About

Xavier Cortada, “Memory Box Monument: Miami Beach (rendering),” 2022.

The Memory Box is a place for mourners to remember and honor loved ones who lost their lives due to COVID-19. It is a repository of deeply personal feelings and emotions. Mourners conceptually enter the Memory Box by imagining an 8-foot by 8-foot square on the floor and stepping inside. They proceed to speak the name of the person they lost and the words they would have said to them if they had been able to be by their bedside. Participants are invited to share these sentiments online, each a contribution to a growing virtual memorial. In this way, the Memory Box captures the sorrow of those who died alone with no one to speak for them, with only the sound a respirator and the kind, gloved touch of a nurse or doctor. They must not be forgotten.
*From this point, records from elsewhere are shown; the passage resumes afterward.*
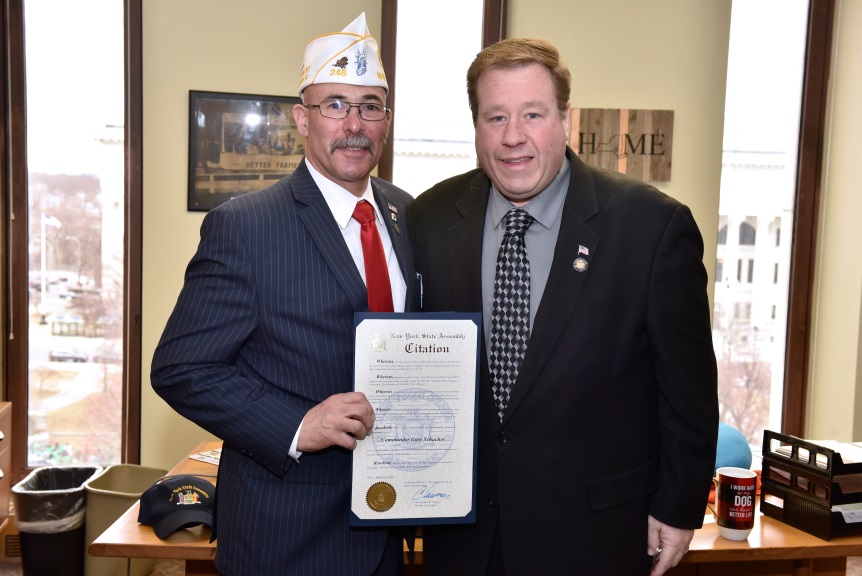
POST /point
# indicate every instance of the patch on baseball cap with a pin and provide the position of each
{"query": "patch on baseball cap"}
(177, 502)
(351, 56)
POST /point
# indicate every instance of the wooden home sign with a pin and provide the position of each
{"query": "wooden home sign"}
(635, 142)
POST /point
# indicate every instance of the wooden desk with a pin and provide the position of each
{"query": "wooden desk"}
(125, 538)
(773, 548)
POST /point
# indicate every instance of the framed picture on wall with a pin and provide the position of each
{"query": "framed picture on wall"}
(239, 143)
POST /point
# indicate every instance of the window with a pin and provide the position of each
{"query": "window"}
(428, 152)
(747, 234)
(763, 104)
(73, 370)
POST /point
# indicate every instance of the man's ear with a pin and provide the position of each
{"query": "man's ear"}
(300, 116)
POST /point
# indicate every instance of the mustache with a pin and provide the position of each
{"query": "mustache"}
(353, 141)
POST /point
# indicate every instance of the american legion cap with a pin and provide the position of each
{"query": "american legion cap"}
(351, 56)
(177, 502)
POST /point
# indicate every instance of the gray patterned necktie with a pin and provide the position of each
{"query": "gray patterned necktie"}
(510, 316)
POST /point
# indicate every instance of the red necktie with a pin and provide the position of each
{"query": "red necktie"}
(376, 272)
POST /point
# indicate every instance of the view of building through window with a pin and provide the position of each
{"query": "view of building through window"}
(75, 105)
(762, 113)
(433, 125)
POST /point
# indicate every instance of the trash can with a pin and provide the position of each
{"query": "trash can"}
(50, 511)
(109, 495)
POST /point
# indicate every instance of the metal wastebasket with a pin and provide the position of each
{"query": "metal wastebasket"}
(50, 512)
(109, 495)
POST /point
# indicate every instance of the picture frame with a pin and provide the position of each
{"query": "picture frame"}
(239, 143)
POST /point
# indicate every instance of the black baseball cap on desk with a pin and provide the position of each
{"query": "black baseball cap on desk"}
(177, 502)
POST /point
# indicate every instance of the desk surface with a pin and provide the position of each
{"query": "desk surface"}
(770, 538)
(127, 539)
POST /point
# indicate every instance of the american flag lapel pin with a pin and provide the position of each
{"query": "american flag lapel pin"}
(393, 214)
(580, 264)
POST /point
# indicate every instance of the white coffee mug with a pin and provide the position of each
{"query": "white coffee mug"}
(734, 501)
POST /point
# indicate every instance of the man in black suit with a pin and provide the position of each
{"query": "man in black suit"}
(259, 349)
(598, 411)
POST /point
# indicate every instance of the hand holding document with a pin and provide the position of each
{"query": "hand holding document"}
(419, 372)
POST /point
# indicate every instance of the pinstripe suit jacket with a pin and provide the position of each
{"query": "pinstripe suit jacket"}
(261, 332)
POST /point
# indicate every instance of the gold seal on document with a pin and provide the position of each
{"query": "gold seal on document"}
(380, 497)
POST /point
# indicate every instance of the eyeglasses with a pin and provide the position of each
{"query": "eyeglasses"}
(339, 109)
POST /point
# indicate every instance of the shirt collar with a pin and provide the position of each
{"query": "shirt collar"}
(340, 201)
(544, 207)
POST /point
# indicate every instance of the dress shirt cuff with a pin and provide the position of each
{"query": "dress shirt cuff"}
(294, 453)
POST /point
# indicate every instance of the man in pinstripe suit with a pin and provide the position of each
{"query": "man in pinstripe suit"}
(259, 348)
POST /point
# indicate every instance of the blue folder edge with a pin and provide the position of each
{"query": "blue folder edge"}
(476, 318)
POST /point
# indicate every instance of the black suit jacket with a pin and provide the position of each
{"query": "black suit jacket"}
(614, 415)
(261, 332)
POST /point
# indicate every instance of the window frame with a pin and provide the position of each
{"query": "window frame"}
(13, 166)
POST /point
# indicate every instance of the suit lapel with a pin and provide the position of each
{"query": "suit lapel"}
(564, 281)
(318, 220)
(394, 220)
(465, 244)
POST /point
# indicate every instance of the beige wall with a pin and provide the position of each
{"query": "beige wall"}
(662, 54)
(834, 400)
(658, 55)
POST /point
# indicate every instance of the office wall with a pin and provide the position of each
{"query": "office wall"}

Hundreds of physical Memory Boxes, black cubes 8 feet high by 8 feet long by 8 feet deep, will also be placed in public and private spaces throughout the country. People will be able to walk up to the Box and scan a QR code to access all previously contributed memories and share their own. COVID-19 covered the entire country, every state and county, urban and rural. It struck people from every walk of life. The ubiquity of the Boxes reflects the ubiquity of the virus.

The individual narratives and photos compiled become a collection of remembrances, a million souls gathered inside the Box in a virtual mausoleum. Anonymous and personal suspended in a realm of energy and eternity.

Yet the virus came to be defined as much by politics as by science. It became a litmus test of ideological purity and there were cases of people on their death bed denying the existence of the virus to the very end.

All who died, died human, consumed by disease. All humans deserve to live lives of dignity and to die the same way. Their memories are honored by the presence of a testimony, the pronouncement of unspoken words on the quiet, slick surface of the cube. All are there.

Death in America during our first pandemic of the 21st century.

It is not over. There is room for many more stories in the Memory Box.